The University of Bristol is an internationally renowned centre of teaching and research excellence. The collaborative research that the University undertakes with the regional and international community both informs and stimulates our teaching, as well as contributing to the economy of the South West, the UK and globally.
The Bristol region has one of Europe's largest concentrations of high technology in communications, digital media, computer games and related industries. Researchers at the University of Bristol have close relationships with many of these organisations via collaborative projects, staff secondments and visiting industrial staff.
In order to effortlessly achieve a highly dynamic exchange of information, ideas and data, research teams at the University need a high-profile reliable internet connection with our partners. BMEX has been providing exactly that: a transparent and robust high-bandwidth internet connection with the local IT industries, media centres, SMEs and media production businesses.
Direct access to digital content, fast delivery of gigabytes of data, or swift retrieval of information from large distributed databases, are an essential requirement for conducting our experiments. Our research groups that deal with such an enormous amount of data - Computer Vision, Computer Graphics, Machine Learning and Wearable Computing – find this resource irreplaceable.
The ICBR project focuses on the management and intelligent content-based retrieval of multimedia, and handles 12000 hours of digitised broadcast-quality video and audio. One of the project’s industrial partners is Granada Media, who are based on Whiteladies Road in Bristol. They host a number of media storage clusters, streaming servers, and metadata databases. These resources are connected to the University Computer Science Department’s cluster of processing servers and workstations via a 100Mbit connection.

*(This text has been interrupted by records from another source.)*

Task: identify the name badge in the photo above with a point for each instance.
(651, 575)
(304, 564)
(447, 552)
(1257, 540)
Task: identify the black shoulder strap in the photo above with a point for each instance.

In order to access this repository, researchers at University of Bristol preview the content by streaming multiple 1Mbit QuickTime streams. They are able to download content in DV format, as well as to access this enormous video data repository directly from their workstations as mapped network drives. One DV video is approximately 20 gigabytes, which if streamed requires 30Mbps of bandwidth. In addition, the database stores both technical and semantic descriptions of the available content, and researchers are able to query and populate the database from the University through the BMEX connection.
Our vision of the future in multi-media is in distributed processing and storage of terabytes of networked data. BMEX has already proved to be a vital service for research in this area, and we anticipate that networks of this kind will become part of standard infrastructure in the media and research worlds for some time to come.